I Said 'Char' Like 'Car' in a Job Interview — And Got Corrected on the Spot
Last October, I interviewed for a backend position at a company in San Francisco. The role was remote-friendly, which was perfect since I'm based in Shanghai. The first two rounds — a take-home project and a system design discussion over Zoom — went well. I felt confident going into the final round.
Then came a question about character encoding.
The interviewer asked me to explain how I'd handle multi-byte characters in a streaming parser. I dove into the technical details eagerly. I talked about buffer boundaries, UTF-8 sequences, and partial char reads. Except every time I said "char," I pronounced it like the English word "car" — /kɑːr/.
After maybe the fourth time, the interviewer gently interrupted: "Just so you know, most people say /tʃɑːr/, like the beginning of 'charcoal.'"
I froze for a second. Not because I was embarrassed — well, maybe a little — but because I realized I'd been saying it wrong in every team meeting, every code review discussion, and every technical conversation for roughly six years.
The word I never thought to look up
Here's the thing about char: I knew exactly what it meant. I could write charset detection code in my sleep. I understood the difference between char, wchar_t, and rune across five programming languages. The pronunciation just never came up as something I needed to verify.
In Chinese, we often refer to types by their written form. When my colleagues and I discussed code, we'd either say the Chinese term or just read the English letters. Nobody corrected each other because we were all pronouncing it the same way — incorrectly.
After the interview (I did get the offer, thankfully), I started wondering what else I'd been getting wrong. So I made a list of every technical term I used regularly and checked the pronunciation for each one.

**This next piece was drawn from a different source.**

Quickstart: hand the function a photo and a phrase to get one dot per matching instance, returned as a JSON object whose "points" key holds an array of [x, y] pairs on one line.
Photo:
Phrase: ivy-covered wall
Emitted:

The results were humbling.
A short inventory of my mistakes
I'd been pronouncing cache as "ka-shay" (two syllables, with emphasis on the second). It's actually one syllable: /kæʃ/, rhyming with "cash." This one is extremely common among Chinese developers because the pinyin reading of the letters naturally leads to a two-syllable pronunciation.
I'd been saying daemon as "day-mon," which is actually debatable — some native speakers say it that way too. But the more standard pronunciation is /ˈdiːmən/, like "demon." I'd never even considered that possibility.
Null I was pronouncing as "nool" (rhyming with "pool"). It should be /nʌl/, rhyming with "hull." This one genuinely surprised me because I'd heard native English speakers say it many times in videos — I just hadn't registered the vowel sound correctly.
The list went on: sudo, wget, OAuth, Kubernetes. Each one had a subtle or not-so-subtle difference from what I'd been saying.
Why this matters more than you'd think
Some developers argue that pronunciation doesn't matter — "everyone knows what you mean." And sure, in written communication, spelling is unambiguous. But as remote work grows, developers speak English in meetings, presentations, and interviews more than ever.
When I mispronounced "char" in that interview, it didn't cost me the job. But it did create a small moment of friction. The interviewer had to pause the technical discussion to address pronunciation. That's a few seconds of lost flow, a slight shift in the dynamic. In a tighter interview, that could matter.
More importantly, mispronunciation can undermine confidence. After the "char" incident, I caught myself hesitating before saying technical terms in the next few meetings. I'd mentally rehearse the pronunciation before speaking, which slowed down my participation. That hesitation was worse than the original mistake.
What actually helped me fix this
I tried a few approaches. Dictionary apps were tedious — I'd have to search each term individually, and half the time they didn't have programming-specific entries. "Char" in a regular dictionary means charcoal or to burn slightly, which doesn't help when you're looking up the C data type.
I eventually found DevGlish, which has a database of tech terms with IPA pronunciation and audio. What made it useful for me was the context: it explains not just how to say a word, but what mistakes speakers of specific languages tend to make. For Chinese speakers, it flags things like the cache/ka-shay pattern and explains why our instinct leads us there.
I spent about two weeks doing a few lookups per day — just the terms I actually used at work. I wasn't trying to memorize a dictionary. I focused on the words I'd say out loud in my next standup or code review.
The unexpected benefit
The biggest change wasn't in how others perceived me — it was in how I perceived myself. Once I stopped worrying about whether I was saying things correctly, I participated more freely in discussions. I volunteered to present in team meetings. I started doing more pair programming sessions with colleagues in other time zones.
It sounds like a small thing. A single vowel sound in a three-letter word. But language confidence compounds. Each correctly pronounced term gave me a tiny bit more willingness to speak up, which led to more practice, which led to more fluency.
If you're a developer who learned English as a second language, I'd suggest doing what I did: pick 10 technical terms you say out loud regularly and verify their pronunciation. You might be surprised. And if you find mistakes, don't beat yourself up — I spent six years saying "char" wrong, and I turned out fine.
Well, mostly fine. I still can't decide whether to say /ɡɪf/ or /dʒɪf/. But that's everyone's problem.